Hi,
I was diagnosed with sinus cancer back in January 2020. This was a bit of a shock for me and my family but looking back at what I was experiencing I had all the symptoms from February 2019. I had a random nose bleed that came out of nowhere, I have never had nosebleeds prior to this, I attended A&E and they could not locate where the bleeding was coming from. At this point I had mentioned the bridge of my nose felt very tender and this was ignored. I previously collapsed and had a seizure in November 2018. From there on I made numerous trips to my GP as my nose then became blocked, especially in the one nostril. I was prescribed nasal spray, treated for a sinus infection and was also given stronger pain medication namely Naproxen for the headaches. The headaches began in May 2019 but gradually got worse from August onwards. My nose then began to change shape and become more swollen and changed my facial features. This started the end of September 2019 which led me to see another GP at my surgery again was just prescribed more nasal spray. I then went back to my GP in October 2019 and a referral was made to ENT but this was a non urgent referral at the time. During this time a lot of my colleagues were mentioning about the changes to my nose to the point I thought it could be broken, attended A&E and was turned away at triage and unable to see anyone and made to go and see my GP. Another trip to the GP and was told a urgent referral would be made. Surprise surprise no appointment from ENT. The headaches were getting worse and I had to take pain medication every four hours as they would not let up. Made another trip to my GP surgery the day after my 40th birthday just to be prescribed more nasal spray and pain medication to help with the pain. Neither worked, made the most of my 40th birthday party my husband organised for me and went away with friends for the Christmas Market which I tried to enjoy but was not myself due to the amount of pain I was in and was starting to feel tired more than ususal. I then took myself back to the GP the beginning of December 2019 where the doctor got in touch with maxilliofacial department. I had an appointment to see them in January 2020, but it all got too much so went back to GP on New Year's Eve 2019 where I was sent to A&E with a letter so this time I did not have to go through triage and was sent straight to the assessment unit at the hospital.
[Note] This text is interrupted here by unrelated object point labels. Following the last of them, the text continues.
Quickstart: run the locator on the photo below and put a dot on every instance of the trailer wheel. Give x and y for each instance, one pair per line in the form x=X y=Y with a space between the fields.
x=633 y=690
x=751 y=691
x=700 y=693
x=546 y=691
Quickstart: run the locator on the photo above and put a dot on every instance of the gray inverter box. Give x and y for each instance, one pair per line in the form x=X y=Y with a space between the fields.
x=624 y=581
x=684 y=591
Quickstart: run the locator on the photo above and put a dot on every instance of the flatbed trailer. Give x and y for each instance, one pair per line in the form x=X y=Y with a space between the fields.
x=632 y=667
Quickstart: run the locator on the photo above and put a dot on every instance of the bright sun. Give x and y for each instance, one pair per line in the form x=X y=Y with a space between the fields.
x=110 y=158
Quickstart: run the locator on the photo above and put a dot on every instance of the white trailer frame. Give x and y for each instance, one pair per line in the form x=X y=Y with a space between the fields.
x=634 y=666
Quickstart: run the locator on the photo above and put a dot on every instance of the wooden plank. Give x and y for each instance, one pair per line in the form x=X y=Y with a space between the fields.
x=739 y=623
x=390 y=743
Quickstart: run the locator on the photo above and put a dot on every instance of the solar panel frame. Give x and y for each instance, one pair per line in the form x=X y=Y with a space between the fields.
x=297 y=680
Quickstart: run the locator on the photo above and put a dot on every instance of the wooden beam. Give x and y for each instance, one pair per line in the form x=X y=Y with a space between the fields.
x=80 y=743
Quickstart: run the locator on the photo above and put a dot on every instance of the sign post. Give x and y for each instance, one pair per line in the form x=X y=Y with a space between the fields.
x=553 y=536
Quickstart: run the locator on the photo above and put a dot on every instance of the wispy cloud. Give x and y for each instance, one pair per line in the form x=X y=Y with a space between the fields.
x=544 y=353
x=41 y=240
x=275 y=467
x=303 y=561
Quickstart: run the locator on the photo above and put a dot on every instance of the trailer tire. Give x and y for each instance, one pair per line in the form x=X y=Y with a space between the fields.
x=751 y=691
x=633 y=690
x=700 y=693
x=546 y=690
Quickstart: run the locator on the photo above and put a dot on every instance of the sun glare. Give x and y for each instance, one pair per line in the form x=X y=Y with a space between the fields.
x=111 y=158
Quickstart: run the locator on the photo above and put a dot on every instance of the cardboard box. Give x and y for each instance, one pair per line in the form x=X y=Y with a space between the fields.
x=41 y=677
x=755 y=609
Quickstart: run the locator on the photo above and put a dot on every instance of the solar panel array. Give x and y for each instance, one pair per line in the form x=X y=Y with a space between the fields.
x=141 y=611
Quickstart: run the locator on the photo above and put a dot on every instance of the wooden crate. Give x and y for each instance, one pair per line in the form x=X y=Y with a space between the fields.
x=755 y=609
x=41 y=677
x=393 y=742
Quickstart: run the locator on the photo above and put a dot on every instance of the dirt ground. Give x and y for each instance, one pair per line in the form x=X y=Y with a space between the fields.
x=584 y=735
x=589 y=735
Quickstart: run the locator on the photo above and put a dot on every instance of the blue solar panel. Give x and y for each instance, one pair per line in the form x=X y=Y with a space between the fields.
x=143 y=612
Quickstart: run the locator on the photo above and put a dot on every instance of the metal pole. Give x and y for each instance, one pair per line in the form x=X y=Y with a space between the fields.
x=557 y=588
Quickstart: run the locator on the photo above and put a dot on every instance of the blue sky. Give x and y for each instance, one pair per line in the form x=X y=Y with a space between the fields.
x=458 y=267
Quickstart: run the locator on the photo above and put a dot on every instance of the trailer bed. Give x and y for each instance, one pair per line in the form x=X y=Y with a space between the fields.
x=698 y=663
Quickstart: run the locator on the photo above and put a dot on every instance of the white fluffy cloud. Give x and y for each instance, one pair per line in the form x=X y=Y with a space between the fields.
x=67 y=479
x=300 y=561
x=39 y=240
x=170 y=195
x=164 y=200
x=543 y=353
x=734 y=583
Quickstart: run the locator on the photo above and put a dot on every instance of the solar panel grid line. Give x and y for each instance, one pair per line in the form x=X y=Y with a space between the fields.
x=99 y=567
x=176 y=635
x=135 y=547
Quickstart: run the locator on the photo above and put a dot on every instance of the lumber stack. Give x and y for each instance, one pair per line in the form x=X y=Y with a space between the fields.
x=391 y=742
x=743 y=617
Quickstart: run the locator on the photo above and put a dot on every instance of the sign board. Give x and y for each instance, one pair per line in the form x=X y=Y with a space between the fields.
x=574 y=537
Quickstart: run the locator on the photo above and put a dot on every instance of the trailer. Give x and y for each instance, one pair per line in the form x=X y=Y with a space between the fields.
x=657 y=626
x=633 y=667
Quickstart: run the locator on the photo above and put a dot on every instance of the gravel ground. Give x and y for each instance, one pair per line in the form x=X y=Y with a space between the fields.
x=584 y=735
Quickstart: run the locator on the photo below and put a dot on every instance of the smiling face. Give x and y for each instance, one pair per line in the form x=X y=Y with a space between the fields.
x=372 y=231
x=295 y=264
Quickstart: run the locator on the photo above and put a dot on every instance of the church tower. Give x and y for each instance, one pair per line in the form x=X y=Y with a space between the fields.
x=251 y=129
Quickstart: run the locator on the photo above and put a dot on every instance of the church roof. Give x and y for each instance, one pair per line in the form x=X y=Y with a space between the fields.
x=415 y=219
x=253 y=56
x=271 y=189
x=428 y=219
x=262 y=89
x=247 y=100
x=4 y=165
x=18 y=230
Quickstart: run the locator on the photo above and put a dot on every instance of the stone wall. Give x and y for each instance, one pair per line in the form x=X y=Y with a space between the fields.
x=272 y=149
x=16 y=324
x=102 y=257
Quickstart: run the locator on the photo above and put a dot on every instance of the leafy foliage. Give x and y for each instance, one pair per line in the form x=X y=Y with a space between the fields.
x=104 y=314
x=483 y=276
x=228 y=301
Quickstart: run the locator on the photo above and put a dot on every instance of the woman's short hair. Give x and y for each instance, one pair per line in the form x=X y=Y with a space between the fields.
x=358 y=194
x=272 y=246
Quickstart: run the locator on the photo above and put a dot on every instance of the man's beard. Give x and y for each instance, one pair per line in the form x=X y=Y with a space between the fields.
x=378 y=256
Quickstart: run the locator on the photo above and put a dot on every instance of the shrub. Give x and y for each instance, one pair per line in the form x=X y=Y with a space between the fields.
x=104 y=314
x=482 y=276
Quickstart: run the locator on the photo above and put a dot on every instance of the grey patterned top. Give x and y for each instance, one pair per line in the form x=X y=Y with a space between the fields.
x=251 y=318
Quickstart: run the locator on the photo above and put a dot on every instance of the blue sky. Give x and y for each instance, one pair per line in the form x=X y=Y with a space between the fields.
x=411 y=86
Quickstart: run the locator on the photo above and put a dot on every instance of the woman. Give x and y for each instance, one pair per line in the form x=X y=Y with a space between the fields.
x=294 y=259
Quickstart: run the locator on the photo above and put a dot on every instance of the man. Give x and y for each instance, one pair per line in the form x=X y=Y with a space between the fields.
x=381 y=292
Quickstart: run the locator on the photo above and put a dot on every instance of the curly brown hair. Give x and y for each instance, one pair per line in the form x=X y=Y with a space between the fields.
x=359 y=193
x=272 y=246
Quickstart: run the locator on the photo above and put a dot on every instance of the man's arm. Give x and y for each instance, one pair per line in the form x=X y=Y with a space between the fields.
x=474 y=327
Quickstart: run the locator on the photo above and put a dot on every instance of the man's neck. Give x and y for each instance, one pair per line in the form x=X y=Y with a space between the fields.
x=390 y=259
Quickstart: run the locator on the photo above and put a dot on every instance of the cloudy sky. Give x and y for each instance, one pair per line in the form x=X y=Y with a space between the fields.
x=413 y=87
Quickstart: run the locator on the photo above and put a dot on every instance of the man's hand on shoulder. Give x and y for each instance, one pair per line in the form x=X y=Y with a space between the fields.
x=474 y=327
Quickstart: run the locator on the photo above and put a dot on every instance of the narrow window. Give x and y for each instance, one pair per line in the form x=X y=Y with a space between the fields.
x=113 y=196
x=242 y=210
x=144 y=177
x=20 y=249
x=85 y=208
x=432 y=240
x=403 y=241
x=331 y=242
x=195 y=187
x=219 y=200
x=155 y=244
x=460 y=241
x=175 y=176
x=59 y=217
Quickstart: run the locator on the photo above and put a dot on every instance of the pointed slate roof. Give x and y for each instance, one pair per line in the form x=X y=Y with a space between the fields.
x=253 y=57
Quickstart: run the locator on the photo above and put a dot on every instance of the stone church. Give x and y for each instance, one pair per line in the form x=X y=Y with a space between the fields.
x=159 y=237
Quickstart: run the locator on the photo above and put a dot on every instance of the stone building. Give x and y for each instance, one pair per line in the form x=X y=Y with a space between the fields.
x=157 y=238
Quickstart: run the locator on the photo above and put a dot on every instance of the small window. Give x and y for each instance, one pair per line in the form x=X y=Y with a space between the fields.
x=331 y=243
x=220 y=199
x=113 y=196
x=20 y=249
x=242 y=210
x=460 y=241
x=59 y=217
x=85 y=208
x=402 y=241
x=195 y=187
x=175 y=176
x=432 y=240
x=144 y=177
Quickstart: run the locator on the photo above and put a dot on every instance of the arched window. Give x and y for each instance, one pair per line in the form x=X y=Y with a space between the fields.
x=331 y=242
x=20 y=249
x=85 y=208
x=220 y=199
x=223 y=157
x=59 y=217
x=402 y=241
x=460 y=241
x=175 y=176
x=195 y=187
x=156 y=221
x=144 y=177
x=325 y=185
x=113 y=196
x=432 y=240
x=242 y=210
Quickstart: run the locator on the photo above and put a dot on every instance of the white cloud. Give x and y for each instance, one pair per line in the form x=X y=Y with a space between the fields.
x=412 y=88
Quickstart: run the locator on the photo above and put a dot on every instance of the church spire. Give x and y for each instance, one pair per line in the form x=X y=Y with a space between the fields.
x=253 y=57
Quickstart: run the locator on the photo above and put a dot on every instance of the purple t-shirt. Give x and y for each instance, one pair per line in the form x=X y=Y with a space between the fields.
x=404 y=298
A biopsy was taken under local anaesthetic and was told they were trying to determine if I had autoimmune deficiency. I was then prescribed the steroid Prednisolone in the meantime. I also had a CT scan with an appointment for an MRI would be made in due course. I had a call back from ENT surgeon to say the biopsy came back inconclusive and an appointment was made to attend ENT clinic, which was a waste of time at that point as there was not much they could say, I also attended an appointment with maxilliofacial and when probing them they showed me my CT scan and said there was some kind of blockage and that there were changes from my previous CT scan in November 2018. I then had to have another biopsy taken under general anaesthetic during day surgery. Whilst waiting for the results from that biopsy I then had my MRI on 22 January and on 30 January I had an appointment with my ENT consultant and was told I had adenosquamous carcinoma and it was an agressive fast growing. I then had to undergo more scans in readiness for an MDT meeting that was taking place on 3 February 2020. At this appointment this is when I met my oncologist consultant, after speaking to my ENT consultant who just said there is nothing we can do surgically as the tumour was too big. After a bit of silence my oncologist informed me I would undergo chemotherapy and radiotherapy. I said to her I did not want to wait any longer to start treatment as I had been dealing with all my symptoms since last year. I then had to go home and tell my two girls I had cancer, there were tears and then came the call from my oncologist with an appointment for me to start chemo which started that same week I was diagnosed. I was meant to have 3 cycles of TPF but because of Covid I was told it was too risky to carry on, so radiotherapy was bought forward. I had 7 weeks of radiotherapy but ended up at my local cancer centre as I was struggling to eat anything due to the pain I was experiencing. Spent 3 and a half weeks without any visitors due to Covid but my consultant did let me see my husband and children a couple of times before the hospital changed things again.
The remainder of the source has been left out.